三上は仕事中だというのもすっかり忘れたのか、サイトに夢中。

「柏原さん、ここでSF見付けたら?」

 ぼくの顔を見ることもしないで話し掛ける三上。ぼくはSFということばに反応する。

「SF? 何それ?」

 ぼくは三上の顔を見ながら聞いてみた。三上の吸うタバコの煙りがゆっくりと模様を作り出している。

「SEX・Friendのことっすよ」

 三上は笑いながらぼくの顔を見る。そして片方の眉毛をつり上げながら、ぼくにひとつのメ−ルを送りつけてきた。メ−ルにはサイトのアドレスが明記されている。

「ここでいい娘見付けたらどうですか? このサイトで」

 確かに今、妻の珠希が居ない独り身の状態。
 寂しさ募り、今日ここに来た。

「携帯からしか入れないのか、そのサイトって」

「いや、そんなことないですよ。パソコンからでもいけると思いますよ」

 携帯を片手に操りながら、ことばを返す三上。そのまま立ち上がって仕事に戻る様子。

「柏原さん、ゆっくりサイトで遊んでいって下さいね。

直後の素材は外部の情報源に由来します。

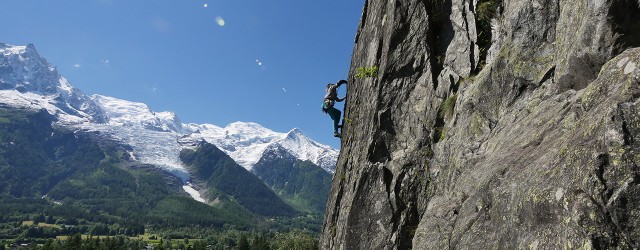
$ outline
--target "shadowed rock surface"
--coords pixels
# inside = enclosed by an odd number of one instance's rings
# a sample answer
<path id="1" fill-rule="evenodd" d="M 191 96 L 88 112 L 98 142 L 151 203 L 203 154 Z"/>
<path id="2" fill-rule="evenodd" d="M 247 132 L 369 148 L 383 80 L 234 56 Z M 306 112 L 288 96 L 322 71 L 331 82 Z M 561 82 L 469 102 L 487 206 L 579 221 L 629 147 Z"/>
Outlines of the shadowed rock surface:
<path id="1" fill-rule="evenodd" d="M 378 72 L 349 79 L 321 248 L 639 248 L 638 20 L 636 0 L 367 0 L 350 75 Z"/>

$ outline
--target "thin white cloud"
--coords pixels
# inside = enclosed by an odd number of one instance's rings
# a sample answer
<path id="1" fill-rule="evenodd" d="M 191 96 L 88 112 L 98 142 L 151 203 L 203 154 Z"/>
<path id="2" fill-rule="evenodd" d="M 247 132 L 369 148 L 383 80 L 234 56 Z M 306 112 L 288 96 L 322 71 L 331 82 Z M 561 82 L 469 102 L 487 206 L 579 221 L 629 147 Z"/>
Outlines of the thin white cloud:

オレ仕事に戻るし。あ、鍵置いておくし、帰りにカウンタ−に届けといて下さい」

 ぼくはひとり休憩室に残されてしまった。そしてそのまま三上に教えられたように、サイトに入ってみようかと思ったのだが、珠希の留守中にそんなことをするのはどうかと思い、いや、留守でなくてもなのだが……。

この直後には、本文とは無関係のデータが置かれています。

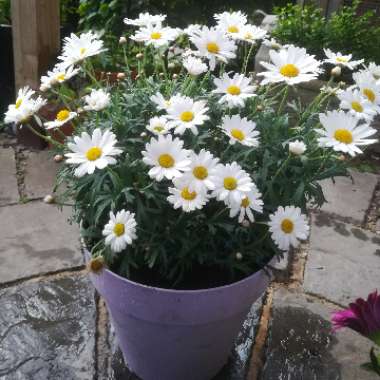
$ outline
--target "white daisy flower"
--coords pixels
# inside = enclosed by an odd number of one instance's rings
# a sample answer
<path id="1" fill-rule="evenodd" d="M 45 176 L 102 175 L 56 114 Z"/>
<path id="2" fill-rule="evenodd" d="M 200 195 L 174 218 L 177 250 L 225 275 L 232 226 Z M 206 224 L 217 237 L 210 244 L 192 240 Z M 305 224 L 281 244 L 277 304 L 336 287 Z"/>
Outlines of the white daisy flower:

 携帯電話をポケットにしまい込み、そのままMovie・onを後にした。マンションに着いてから思い出したのだが、三上と一緒に休憩室に入ったとき、お目当てのビデオを忘れてしまい、結局、何も借りていなかった。

「あぁ、三上とあんな話しをしていたから、すっかりビデオ借りるの忘れたよ。何やってんだか」

 ぼくは冷蔵庫からミネラル・ウォ−タ−を取り出して、そのままラッパ飲み。自転車に乗ったせいか、身体が汗ばんでいる。さっき三上の店で見掛けたこどもが眠ったか、なぜだか少し気になった。